Differentially Private Post-Processing for Fair Regression
Ruicheng Xian, Qiaobo Li, Gautam Kamath, Han Zhao
TL;DR
The paper tackles privacy-preserving fairness for regression by proposing a post-processing pipeline that remaps outputs to satisfy statistical parity through privately estimated output distributions, a Wasserstein barycenter, and group-specific optimal transports. Privacy is achieved by privately estimating marginal PMFs with a histogram density estimator using the Laplace mechanism, followed by a re-normalization step, and the entire post-processing preserves DP via the DP post-processing theorem. A key insight is the bias-variance trade-off governed by the histogram bin count $k$: fewer bins improve fairness (via smaller KS deviation) but increase discretization error, while more bins reduce discretization error at the cost of higher variance and DP noise; theory shows an optimal scaling of $k$ with the sample size $n$ in MSE, and experiments on two public datasets illustrate the trade-offs.
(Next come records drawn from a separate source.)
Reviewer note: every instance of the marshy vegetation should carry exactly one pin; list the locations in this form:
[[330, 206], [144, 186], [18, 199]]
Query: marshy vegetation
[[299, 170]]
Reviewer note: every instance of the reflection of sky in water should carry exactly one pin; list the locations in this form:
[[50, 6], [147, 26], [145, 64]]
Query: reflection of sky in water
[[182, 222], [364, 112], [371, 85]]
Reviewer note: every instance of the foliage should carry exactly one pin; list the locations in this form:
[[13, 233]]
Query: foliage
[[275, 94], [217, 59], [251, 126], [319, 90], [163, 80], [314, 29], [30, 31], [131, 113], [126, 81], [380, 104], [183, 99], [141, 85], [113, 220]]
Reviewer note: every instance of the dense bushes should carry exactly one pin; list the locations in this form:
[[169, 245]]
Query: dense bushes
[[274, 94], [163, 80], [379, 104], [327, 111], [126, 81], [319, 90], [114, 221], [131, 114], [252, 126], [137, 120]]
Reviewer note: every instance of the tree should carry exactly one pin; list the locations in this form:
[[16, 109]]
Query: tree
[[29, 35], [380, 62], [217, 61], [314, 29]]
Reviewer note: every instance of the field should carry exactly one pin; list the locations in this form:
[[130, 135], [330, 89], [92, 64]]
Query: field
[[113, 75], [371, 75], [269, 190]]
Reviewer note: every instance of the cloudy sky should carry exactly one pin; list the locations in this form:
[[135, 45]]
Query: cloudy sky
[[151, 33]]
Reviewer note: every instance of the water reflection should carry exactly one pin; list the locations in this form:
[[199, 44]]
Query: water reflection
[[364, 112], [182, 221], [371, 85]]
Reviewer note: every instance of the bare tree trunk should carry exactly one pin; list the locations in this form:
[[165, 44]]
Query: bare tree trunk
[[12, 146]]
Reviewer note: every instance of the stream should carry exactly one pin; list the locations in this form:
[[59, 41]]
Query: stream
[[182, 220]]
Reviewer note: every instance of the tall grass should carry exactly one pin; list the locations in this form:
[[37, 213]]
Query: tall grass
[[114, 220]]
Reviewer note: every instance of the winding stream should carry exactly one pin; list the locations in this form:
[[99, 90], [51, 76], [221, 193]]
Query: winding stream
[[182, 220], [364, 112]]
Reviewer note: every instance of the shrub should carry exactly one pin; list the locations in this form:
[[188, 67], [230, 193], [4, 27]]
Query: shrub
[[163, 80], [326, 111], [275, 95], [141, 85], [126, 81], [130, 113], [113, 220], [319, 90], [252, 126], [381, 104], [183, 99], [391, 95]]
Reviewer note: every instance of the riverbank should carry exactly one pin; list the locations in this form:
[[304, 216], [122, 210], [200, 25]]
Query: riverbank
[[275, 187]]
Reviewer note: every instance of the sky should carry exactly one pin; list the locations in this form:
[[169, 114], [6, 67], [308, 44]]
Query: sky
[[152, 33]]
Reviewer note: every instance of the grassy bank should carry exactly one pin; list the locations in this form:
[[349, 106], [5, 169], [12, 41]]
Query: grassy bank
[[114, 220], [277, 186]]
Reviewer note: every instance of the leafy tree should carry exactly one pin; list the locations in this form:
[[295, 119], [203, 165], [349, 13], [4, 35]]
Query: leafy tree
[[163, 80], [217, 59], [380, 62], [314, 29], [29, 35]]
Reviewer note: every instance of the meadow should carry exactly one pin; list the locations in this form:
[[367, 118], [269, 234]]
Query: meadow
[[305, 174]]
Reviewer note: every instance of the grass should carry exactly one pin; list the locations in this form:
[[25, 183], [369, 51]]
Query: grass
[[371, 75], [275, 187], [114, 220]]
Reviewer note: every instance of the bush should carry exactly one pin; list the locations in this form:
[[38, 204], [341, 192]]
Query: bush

The approach decouples training from fairness, enabling the pre-trained regressor to be optimized for accuracy while the post-processing enforces fairness with principled guarantees, and it can be extended to approximate statistical parity and to attribute-blind settings in future work.
Abstract
This paper describes a differentially private post-processing algorithm for learning fair regressors satisfying statistical parity, addressing privacy concerns of machine learning models trained on sensitive data, as well as fairness concerns of their potential to propagate historical biases. Our algorithm can be applied to post-process any given regressor to improve fairness by remapping its outputs. It consists of three steps: first, the output distributions are estimated privately via histogram density estimation and the Laplace mechanism, then their Wasserstein barycenter is computed, and the optimal transports to the barycenter are used for post-processing to satisfy fairness. We analyze the sample complexity of our algorithm and provide fairness guarantee, revealing a trade-off between the statistical bias and variance induced from the choice of the number of bins in the histogram, in which using less bins always favors fairness at the expense of error.